What Texas Buyers Ask About This Butterfly Knife

Is a butterfly knife like this the same as an automatic or switchblade?

No. A butterfly knife is its own category. This balisong has no spring and no button; you swing the two handles around the tang to open and close the blade. An automatic knife uses a spring and a release, while an OTF knife sends the blade straight out the front via a slider. All three often get called "switchblades" online, but in Texas collector language, this is a butterfly knife first and last.

Is a butterfly knife like this legal to own and carry in Texas?

As of recent Texas law changes, butterfly knives are generally treated similarly to many other knives, including numerous automatic and OTF designs. State law has removed most of the old restrictions that once singled out switchblades and balisongs. That said, local rules, age limits, and location-specific restrictions can still apply, so a responsible Texas buyer checks current statutes and any city or county regulations before treating this like an everyday carry piece.

Is this butterfly knife meant for serious flipping or just display?
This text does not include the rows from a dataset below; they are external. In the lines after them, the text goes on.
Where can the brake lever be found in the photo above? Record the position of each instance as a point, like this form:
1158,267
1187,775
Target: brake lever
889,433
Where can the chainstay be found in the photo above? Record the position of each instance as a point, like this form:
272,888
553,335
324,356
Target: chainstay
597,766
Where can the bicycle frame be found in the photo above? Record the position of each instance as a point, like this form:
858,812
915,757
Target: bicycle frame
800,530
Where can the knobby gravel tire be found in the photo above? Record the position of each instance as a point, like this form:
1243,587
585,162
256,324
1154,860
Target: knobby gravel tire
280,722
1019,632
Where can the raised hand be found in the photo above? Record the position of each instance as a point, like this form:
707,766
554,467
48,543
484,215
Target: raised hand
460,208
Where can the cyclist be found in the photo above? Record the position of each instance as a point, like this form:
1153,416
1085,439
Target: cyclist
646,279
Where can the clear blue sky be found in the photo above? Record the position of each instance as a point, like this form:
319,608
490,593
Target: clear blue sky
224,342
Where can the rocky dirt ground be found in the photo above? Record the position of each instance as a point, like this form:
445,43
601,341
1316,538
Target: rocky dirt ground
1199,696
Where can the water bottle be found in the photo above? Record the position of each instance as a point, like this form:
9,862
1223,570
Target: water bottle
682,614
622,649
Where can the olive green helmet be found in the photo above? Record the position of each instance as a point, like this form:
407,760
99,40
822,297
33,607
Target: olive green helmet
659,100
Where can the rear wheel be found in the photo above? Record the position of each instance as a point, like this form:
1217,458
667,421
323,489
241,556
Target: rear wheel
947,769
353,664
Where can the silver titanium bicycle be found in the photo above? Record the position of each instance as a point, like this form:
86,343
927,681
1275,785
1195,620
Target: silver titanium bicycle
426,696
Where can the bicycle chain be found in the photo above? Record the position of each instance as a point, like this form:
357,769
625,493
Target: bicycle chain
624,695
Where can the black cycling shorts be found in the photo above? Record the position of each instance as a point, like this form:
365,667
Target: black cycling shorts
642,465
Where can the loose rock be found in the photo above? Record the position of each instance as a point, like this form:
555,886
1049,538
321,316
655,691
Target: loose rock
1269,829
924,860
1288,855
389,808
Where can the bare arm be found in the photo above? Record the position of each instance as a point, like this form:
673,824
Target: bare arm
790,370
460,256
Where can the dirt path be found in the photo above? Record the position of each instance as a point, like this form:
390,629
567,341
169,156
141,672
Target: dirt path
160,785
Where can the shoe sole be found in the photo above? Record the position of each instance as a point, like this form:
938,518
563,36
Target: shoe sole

This knife sits in the middle. The 440C blade, dual tang pins, Torx hardware, and T‑latch setup mean it’s built to flip and cut, not just sit in a case. At the same time, the red lips graphic and two-tone tanto edge clearly nod to display and collection value. A Texas collector might use it as a practice and showpiece balisong—reserving their higher-end customs for competition, and leaving their automatic knives and OTF knives for pure utility.

In the end, the Midnight Lips Tanto Butterfly Knife belongs in the hands of a Texan who knows the difference between a balisong, an automatic, and an OTF—and likes that each has its own job. This one is for those quiet minutes when you’d rather feel steel and pivots moving through the air than hear a spring snap a blade into place. It’s a butterfly knife with a little attitude, built for a collection that already speaks fluent Texas steel.